Hermann Deuser
Hermann Deuser is Professor of Philosophy of Religion and Systematic Theology at Goethe University (Germany). We invited him to answer the question “What is Philosophy of Religion?” as part of our “Philosophers of Religion on Philosophy of Religion” series.
Religion as a (cultural-historical) summary term and, in individual cases, lived religiosity denotes a specific form of life that arises from the finite existence of each and every human being. This is because, while we are never able consistently to master our own lives, we understand ourselves, and need to be understood, in terms of a context of ultimate experience. The concept formation ultimate reality/ultimacy (R.C. Neville) does not refer to a specific content, but is a placeholder for the status of religious valuations, experiences, objects, functions, attitudes, etc., without however pre-forming them. The special significance of this status obtains in the exclusion of conditionalities: the ultimate – whether it is first or last, connotes a personal God, a plurality of gods or non-personal transcendence – expresses what is always already prior due to the perception, experience and awareness of derivativeness. Conditions are then either not to be specified at all or at least not until afterwards (perspectivally and partially), which is why the peculiarity of religion lies precisely in the simultaneous treatment of withdrawal and revelation, i.e. in the processing of the ultimate so that it can find representation.
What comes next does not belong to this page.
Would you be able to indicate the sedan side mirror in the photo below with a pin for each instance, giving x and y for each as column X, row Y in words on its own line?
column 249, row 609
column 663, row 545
The way of accessing the specific character of religion that is simplest, most universal, and familiar to our life-experience is through the use of signs, which is generally supposed to be a precondition for human communication. In their phenomena-disclosing character, they are described (with C.S. Peirce) as categorical and formal-semiotic: any immediate presence/perception (firstness) has an objective reference to experience (secondness), and these stand in direct relation to each other in an interpretive behavior (thirdness). This trichotomy (of sign, object and interpretant) forms linkages and networks, such that previous interpretants become new signs for subsequent events etc. Immediate perceptions (resulting from unmediated impressions and feelings), object relations and behavior remain dependent on each other and can themselves become present in their derivativeness. The preceding perception of quality always persists as an accompanying, irreducible premise. And the immediacy of the first appearance, of the original moment, that enters into all the necessary mediations can either now not be further spoken of in a mundane way (its underlying function concealed), or a special kind of access may be activated through the use of signs that expresses its peculiar derivativeness as such and make immediacy capable of being processed. Herein lies the power of religion.